There are now six books to the Pink Carnation series--all of them with lovely, unique, rather entrancing covers, and I have read them all, since the very beginning. The tag line on Lauren Willig's website reads, "Intrigue. Espionage. Romance. Swordplay. Comedy." And that pretty well sums things up. The series records the secret history of a series of flower-named spies working in early nineteenth century England, France...and now, with The Betrayal of the Blood Lily, India. But really that's just part of the story, because these secrets are being discovered in real-time by a Harvard grad student living in England, dating a descendant of one of these very spies. So the stories are part romance, part action/adventure, part chick-lit, and part historical fiction, with Willig wielding her English history degree very, very well. Not to mention her flair for the witty one-liner.
In The Betrayal of the Blood Lily, a rather bitter Penelope, Lady Frederick Staines has just arrived in India with her husband, who is to be the Special Envoy to the Court of Hyderabad, basically a spy for Lord Wellesley, the Governor General.
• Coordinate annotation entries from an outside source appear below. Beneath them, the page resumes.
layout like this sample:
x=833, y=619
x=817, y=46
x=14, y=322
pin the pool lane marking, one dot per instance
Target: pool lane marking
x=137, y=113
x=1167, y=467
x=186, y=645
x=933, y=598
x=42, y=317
While her husband hunts and plays cards, Penelope finds herself spending her time with Captain Alex Reid, trying to piece together if he might be involved in the rumored plots inciting the locals to rise against the British.
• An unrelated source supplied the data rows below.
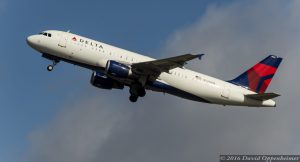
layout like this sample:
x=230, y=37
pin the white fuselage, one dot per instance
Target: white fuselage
x=90, y=53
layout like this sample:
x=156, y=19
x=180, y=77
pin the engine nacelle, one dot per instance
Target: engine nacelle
x=102, y=81
x=117, y=69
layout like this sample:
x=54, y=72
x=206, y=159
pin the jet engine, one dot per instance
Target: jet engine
x=102, y=81
x=117, y=69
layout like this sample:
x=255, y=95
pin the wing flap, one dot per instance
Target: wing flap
x=262, y=96
x=163, y=65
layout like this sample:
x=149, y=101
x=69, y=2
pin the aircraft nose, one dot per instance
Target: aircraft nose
x=30, y=40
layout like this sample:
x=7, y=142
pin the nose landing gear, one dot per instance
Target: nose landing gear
x=136, y=91
x=51, y=67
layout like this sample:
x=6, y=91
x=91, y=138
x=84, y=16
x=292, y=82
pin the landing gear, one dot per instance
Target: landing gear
x=136, y=91
x=133, y=98
x=51, y=67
When she finds her husband has taken a mistress (and flaunting her), she tries, unsuccessfully, to seduce Captain Reid. Her husband then goes off on a hunting trip in a region that is evidently central to the rumored plots, and so Penelope and Captain Reid covertly follow...and engage in a spot of adultery. I don't want to give away more than that, so suffice it to say that, like any good novel with a romance at its core, it all works out well in the end. Just like I like it.
This was not my favorite in the series, mostly because I don't like to have to work too hard when reading a book, and this book took a lot of concentration as Willig included copious details about the state of the British Empire in India in the early nineteenth century. In fact, if you read the Author's Note at the end, a significant portion of the book was based on historical fact. Also...Penelope was not my favorite heroine. Let's just say she had a few personal issues to work out, which, at the end, she did. That said, it was definitely an enjoyable read, and I would recommend it on its own merit, as well as part of the immensely enjoyable Pink Carnation series.